On Feb. 28 backers of the now-defunct Fernwood Art Investments, New York, filed a lawsuit against company founder, chairman and CEO Bruce Taub, charging him with embezzling $8 million of company funds.
NEW YORK—On Feb. 28 backers of the now-defunct Fernwood Art Investments, New York, filed a lawsuit against company founder, chairman and CEO Bruce Taub, charging him with embezzling $8 million of company funds.
The investors further claim, in a suit filed with the District Court for the Southern District of New York, that the founder used the assets as “a vehicle for Taub to propel himself into the rarefied social circles of the art world.” Fernwood, a multimillion-dollar art fund founded in 2003, shut down last fall.
The complaint does not detail ways in which Taub allegedly spent the money, except to state that he used it “to promote himself and his wife in the art world, and to pay their personal expenses. He did so at a torrid pace.” By spring 2006, the lawsuit maintains, Taub had been pressured into providing some financial information, at which point the plaintiffs “discovered that he had spent all of their money without Fernwood having launched a single investment fund.”

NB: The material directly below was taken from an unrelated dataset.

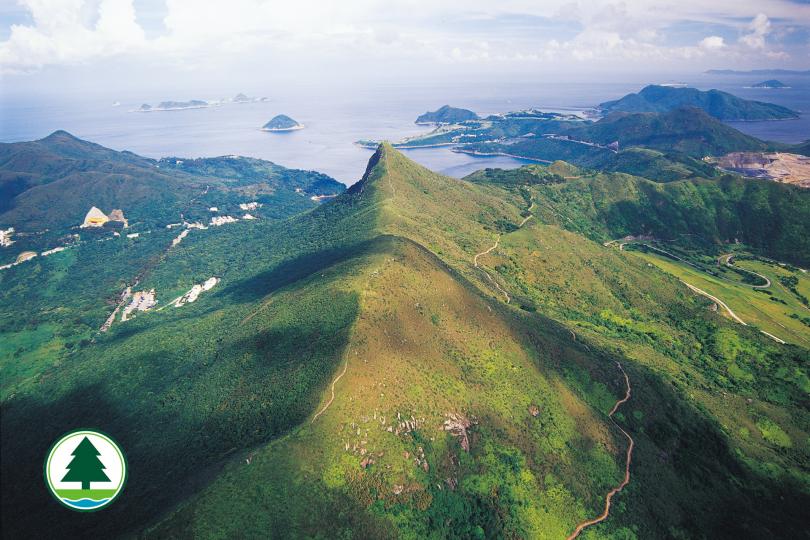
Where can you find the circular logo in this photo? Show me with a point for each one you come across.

Taub and Fernwood Investments were also sued in Los Angeles last May by Shamrock Estates Limited, a private equity company based in Delaware. Neither Shamrock nor its attorneys responded to requests for comment as ARTnewsletter went to press. Neither Taub nor his attorneys responded to requests for comment.
Michael Plummer, formerly a Sotheby’s vice president and later president of Fernwood, told ARTnewsletter that he had first noticed accounting irregularities in early spring 2006. Plummer says that he, together with the fund’s managing director Allen Williamson, immediately confronted Taub with their concerns.
“Money was missing. Something was wildly amiss,” says Plummer, who resigned from Fernwood a year-ago May and reports that he and Williamson are presently setting up a new art-investment partnership. (Williamson could not be reached for comment.)
The plaintiffs include two limited liability companies—Whitmore Brey L.L.C., Florida (invested $500,000), and Louise and Tom Jones Subscription L.L.C., California ($250,000); the Hinchliffe Living Trust, California ($125,000); two more Californians—Andrea Van de Kamp, Pasadena ($250,000), and John Scharffenberger, Philo ($150,000); and two New Yorkers—William Pearlstein ($200,000) and Ashton Hawkins ($150,000). Hawkins, a lawyer in private practice, served as general counsel for the Metropolitan Museum of Art, New York, from 1968-2001.
Two Types of Funds
Fernwood’s initial solicitation, marketed to individuals and institutions with high net worth, described two separate funds involving the buying and selling of artworks.
The first was a fund to acquire and promote art objects within eight major U.S. and European sectors of the art market (Old European Masters, European Masters of the 18th-19th centuries, Impressionism, American art, modern art, contemporary masters [dating from 1945-69], postmodern art and emerging artists) over a period of years. The second was an opportunity fund earmarked for higher risks, involving a rapid turnover of artworks.
Taub had pulled together a high-profile lineup of notable names from the realms of finance and art to work as advisers and staff at Fernwood. Among them was David Nash, co-owner of the Manhattan art gallery Mitchell-Innes & Nash, specializing in Impressionist, modern and contemporary art.
Nash told ARTnewsletter that he never did work for Fernwood since neither of the funds actually had been set up. Moreover, Pierre Levai, president of the Marlborough Gallery, told ARTnewsletter that Fernwood “had asked me to be an adviser, but nothing ever happened.” Levai was not aware that a lawsuit had been filed against Taub.